Miu Miu sunglasses manufactured by Essilor Luxottica

PARIS France’s competition authority on Thursday fined eyewear maker Luxottica 125 million euros for price-fixing and preventing retailers from selling its products online.

The French Competition Authority also applied lesser fines of 130,000 euros for Chanel and 500,000 euros for LVMH Moët Hennessy Louis Vuitton. It declined to set a fine for eyewear manufacturer Logo, which has since gone into liquidation.

EssilorLuxottica, the company founded in 2018 from the merger of Italy’s Luxottica and France’s Essilor, said it would appeal the decision. Chanel and LVMH did not immediately respond to a request for comment.

The watchdog said between 2005 and 2014, Luxottica provided retailers with recommended prices for its licensed brands, including Chanel, Ray‑Ban, Oakley, Prada, Burberry, Bulgari, Dolce & Gabbana, Armani, Michael Kors, Miu Miu and Ralph Lauren, and prevented them from offering discounts and promotions.  

Those who did not comply were subjected to retaliatory measures such as late deliveries, or prevented from placing orders, it said.

“These practices, anticompetitive by nature, are serious. In particular, they involved the implementation of surveillance and retaliatory mechanisms. They have, moreover, affected end consumers who are partly captive and vulnerable, since prescription eyewear, and in some cases sunglasses, are a necessity,” the FCA said in a statement.

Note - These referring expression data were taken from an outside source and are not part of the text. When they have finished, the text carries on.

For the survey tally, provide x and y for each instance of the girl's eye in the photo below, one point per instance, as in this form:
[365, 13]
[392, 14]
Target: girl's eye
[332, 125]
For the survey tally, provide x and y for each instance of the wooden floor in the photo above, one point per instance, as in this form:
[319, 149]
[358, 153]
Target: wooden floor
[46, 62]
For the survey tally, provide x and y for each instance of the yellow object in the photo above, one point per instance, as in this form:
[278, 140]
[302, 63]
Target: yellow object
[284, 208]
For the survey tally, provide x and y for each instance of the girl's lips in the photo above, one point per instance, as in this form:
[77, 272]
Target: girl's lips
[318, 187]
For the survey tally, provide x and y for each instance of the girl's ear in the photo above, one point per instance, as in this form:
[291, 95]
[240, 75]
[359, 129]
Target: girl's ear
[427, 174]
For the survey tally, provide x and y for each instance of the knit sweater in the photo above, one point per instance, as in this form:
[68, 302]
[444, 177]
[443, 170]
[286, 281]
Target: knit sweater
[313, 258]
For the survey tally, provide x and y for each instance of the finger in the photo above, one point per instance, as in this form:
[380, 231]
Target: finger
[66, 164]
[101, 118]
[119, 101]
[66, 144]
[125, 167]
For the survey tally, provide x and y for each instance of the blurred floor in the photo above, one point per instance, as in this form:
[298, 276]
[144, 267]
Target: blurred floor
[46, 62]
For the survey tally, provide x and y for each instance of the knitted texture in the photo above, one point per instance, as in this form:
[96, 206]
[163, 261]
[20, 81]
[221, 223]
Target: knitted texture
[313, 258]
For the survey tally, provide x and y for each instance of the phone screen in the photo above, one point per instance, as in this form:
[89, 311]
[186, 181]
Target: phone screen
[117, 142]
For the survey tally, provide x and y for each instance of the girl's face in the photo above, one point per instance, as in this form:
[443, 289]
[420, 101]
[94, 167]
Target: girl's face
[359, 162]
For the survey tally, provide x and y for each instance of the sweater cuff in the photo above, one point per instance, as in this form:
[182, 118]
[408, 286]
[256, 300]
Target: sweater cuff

“They also caused damage to the economy, insofar as this concerned well-known brands, affected intra-brand competition (price competition for the same product within different networks) for a long period of time, and affected a significant portion of retailers, including major national chains such as Alain Afflelou, Krys, GrandVision or Optical Center,” the authority added.

It said LVMH and Logo separately fixed prices for Tag Heuer-branded eyewear between 1999 and 2015. LVMH did not contest the allegations, and thereby benefited from a lower fine, it specified. 

In addition, Chanel, Luxottica and LVMH prevented online sales. However, the FCA considered the damage caused by these practices was more limited.

EssilorLuxottica said it was confident that it would successfully contest the decision.

“EssilorLuxottica firmly believes it has always conducted business according to the highest standard of compliance, always supporting customers, partners as well as the entire market. As such, the company strongly disagrees with the authority’s decision and considers the sanction highly disproportionate and groundless,” it said in a statement.